И они вышли вместе. Пошли пешком.
Дорога вилась змеей по склону холма. Впереди, далеко внизу, деревенские домишки предместья толпились под своими крышами цвета мертвых листьев. Налево сады О’Сувы скрывали в густой зелени сосен и кедров, в лиловом и розовом снегу персиковых и вишневых деревьев в весенних платьях огромный храм; направо же, за голубым заливом, переливающимся, как шелковый муар от ветерка, за лесистыми горами противоположного берега, медленно спускалось к западному горизонту заходящее солнце — красное, как на пылающих знаменах империи.
— Нам придется пройтись немного, — сказал Ферган, — мы не найдем курумы, пока не дойдем до улиц, ведущих к лестнице храма.
— Тем лучше! — ответил Фельз. — В этот чудесный апрельский вечер очень приятно гулять.
В воздухе чувствовался пряный запах герани.
— Ну, что вы скажете? — вдруг спросил английский офицер. — Вы видели японского маркиза с супругой… Зрелище довольно редкое для глаз «бака тоджин», для презренных иностранцев, как мы с вами. Редкое, да и в достаточной мере любопытное!.. Каковы ваши впечатления, мсье Фельз?
Фельз улыбнулся:
— Мои впечатления — самые превосходные. Японский маркиз — изысканно вежливый человек, даже по отношению к «бака тоджин», если судить по его сегодняшним разговорам; а его жена — прехорошенькая женщина.
Глаза англичанина заблестели от удовольствия:
— Да, вы находите? Она очень хорошенькая женщина… Неизмеримо лучше, правду сказать, трех четвертей своих компатриоток! И так молода, и так свежа! Это трудно разглядеть из-за бело-розового грима, который теперь в такой моде: помилуйте, надо же иметь цвет лица, как у европейских женщин… А это очень жаль, потому что под белилами и румянами кожа не желтее слоновой кости и так нежна — нежнее всякого атласа. Маркизе Иорисака едва минуло двадцать четыре года!
— Вы ее отлично знаете, — заметил Фельз с легкой насмешкой.
— Да!.. То есть… я довольно интимно знаю маркиза… — Бритое лицо покраснело. — Довольно интимно… Мы вместе были на войне. Вы ведь, вероятно, знаете? Моя миссия в Японии вынуждает меня следить за военными действиями, и я нахожусь в качестве зрителя на том же броненосце, что и маркиз Иорисака…

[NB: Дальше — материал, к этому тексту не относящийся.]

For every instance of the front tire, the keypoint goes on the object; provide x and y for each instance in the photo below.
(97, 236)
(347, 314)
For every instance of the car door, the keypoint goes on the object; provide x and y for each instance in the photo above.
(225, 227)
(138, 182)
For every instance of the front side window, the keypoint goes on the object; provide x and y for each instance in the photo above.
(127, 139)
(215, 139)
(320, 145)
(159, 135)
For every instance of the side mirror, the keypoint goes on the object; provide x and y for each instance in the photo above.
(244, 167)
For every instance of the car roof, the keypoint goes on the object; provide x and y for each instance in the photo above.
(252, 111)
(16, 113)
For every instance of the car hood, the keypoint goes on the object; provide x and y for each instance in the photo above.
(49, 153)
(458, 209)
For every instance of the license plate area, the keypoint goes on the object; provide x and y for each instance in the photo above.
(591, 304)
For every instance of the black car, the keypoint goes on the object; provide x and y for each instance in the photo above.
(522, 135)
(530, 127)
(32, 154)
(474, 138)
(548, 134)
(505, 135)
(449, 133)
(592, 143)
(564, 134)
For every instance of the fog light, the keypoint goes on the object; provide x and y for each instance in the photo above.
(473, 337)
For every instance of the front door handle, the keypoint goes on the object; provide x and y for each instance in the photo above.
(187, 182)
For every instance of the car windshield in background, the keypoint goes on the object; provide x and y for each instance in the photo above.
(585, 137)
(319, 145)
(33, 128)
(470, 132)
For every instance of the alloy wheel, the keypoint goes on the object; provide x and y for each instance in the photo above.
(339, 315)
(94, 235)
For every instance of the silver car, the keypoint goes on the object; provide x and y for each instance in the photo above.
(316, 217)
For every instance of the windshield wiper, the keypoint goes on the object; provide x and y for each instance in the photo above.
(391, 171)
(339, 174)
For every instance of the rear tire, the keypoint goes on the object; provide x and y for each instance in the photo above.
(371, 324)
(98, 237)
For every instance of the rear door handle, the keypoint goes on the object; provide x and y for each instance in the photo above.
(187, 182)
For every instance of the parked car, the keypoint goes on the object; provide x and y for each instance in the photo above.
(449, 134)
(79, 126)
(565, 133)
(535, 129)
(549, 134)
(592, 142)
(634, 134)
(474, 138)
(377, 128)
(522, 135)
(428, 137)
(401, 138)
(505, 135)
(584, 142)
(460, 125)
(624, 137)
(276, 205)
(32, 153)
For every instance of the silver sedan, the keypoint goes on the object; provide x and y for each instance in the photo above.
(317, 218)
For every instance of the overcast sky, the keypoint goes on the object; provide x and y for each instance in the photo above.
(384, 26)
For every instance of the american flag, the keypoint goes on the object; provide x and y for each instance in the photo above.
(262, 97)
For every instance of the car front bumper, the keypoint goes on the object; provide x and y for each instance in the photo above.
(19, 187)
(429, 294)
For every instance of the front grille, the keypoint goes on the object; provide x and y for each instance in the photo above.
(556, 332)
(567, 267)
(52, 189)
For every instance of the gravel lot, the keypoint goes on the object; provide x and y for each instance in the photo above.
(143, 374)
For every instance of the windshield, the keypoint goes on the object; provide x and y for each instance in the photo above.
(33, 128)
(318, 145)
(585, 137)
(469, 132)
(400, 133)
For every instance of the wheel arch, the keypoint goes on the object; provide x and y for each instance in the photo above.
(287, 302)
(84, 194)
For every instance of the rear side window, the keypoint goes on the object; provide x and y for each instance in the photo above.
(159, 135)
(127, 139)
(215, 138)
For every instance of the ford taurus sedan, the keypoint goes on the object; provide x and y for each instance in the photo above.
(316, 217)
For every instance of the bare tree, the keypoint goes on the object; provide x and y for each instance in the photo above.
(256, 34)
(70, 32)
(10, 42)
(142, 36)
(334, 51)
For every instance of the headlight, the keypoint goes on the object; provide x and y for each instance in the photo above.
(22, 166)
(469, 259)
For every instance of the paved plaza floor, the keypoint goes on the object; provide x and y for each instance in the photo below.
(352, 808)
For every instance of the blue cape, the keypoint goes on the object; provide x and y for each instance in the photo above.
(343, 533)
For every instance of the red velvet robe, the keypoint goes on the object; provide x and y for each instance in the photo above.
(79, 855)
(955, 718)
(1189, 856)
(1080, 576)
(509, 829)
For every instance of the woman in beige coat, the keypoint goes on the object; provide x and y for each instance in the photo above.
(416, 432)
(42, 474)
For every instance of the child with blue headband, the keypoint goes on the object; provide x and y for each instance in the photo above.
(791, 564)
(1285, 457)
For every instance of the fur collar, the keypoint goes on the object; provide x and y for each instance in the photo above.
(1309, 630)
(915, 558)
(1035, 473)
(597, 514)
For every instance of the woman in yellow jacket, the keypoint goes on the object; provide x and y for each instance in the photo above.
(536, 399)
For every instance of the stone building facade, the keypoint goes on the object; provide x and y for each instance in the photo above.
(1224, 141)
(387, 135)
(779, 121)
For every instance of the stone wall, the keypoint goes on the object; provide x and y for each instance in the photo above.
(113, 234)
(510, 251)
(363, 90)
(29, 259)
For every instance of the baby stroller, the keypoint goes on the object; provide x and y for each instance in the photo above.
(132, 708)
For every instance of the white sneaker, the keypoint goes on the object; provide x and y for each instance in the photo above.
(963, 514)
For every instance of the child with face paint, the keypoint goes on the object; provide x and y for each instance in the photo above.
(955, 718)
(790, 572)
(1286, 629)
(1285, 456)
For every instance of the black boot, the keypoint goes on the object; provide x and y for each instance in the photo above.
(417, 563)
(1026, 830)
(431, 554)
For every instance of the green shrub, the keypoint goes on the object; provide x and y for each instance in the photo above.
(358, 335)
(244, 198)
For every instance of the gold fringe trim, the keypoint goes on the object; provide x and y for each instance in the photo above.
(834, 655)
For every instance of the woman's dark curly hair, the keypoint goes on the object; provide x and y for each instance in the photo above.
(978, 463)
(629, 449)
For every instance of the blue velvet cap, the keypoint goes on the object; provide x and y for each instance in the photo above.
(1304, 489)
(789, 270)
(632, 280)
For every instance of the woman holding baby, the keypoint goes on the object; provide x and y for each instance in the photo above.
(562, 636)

— Вот как? — воскликнул с удивлением Фельз. — На японском броненосце? И правительство микадо разрешает это?
— О! В виде особого исключения. Я послан королем со специальной и официальной миссией. Англия и Япония — союзницы, а союз допускает много такого, что… Я притом в восторге от всего этого: вы понимаете, что интереснее этой войны ничего быть не может…
Я был у Порт-Артура и видел всю битву с башенки корабля маркиза. Вот почему, как я и сказал вам, мы с ним интимно сошлись… товарищи по оружию, братья… два пальца на одной руке!.. Понимаете?
Он смеялся лукаво и добродушно. Продолжал тоном дружеской откровенности:
— О, он далеко не глуп, этот Иорисака Садао… Так вот, он хотел заставить меня разболтаться… Японцы на море, конечно, лучше, чем русские. Но все же это еще не совершенство. Им было бы чему поучиться у нашего флота. Так вот, наш общий друг хотел кое-чему поучиться у меня… Он не поучился. По крайней мере, не научился многому… Вы помните вашу французскую поговорку: «На нормандца — нужно полтора нормандца». Ну, так вот! Японец стоит нормандца… Но я разыграл полтора нормандца. Так было нужно. Желая сохранить корректность, я могу только оставаться нейтральным: мы ведь в мире с Россией… А! Вот и курумы.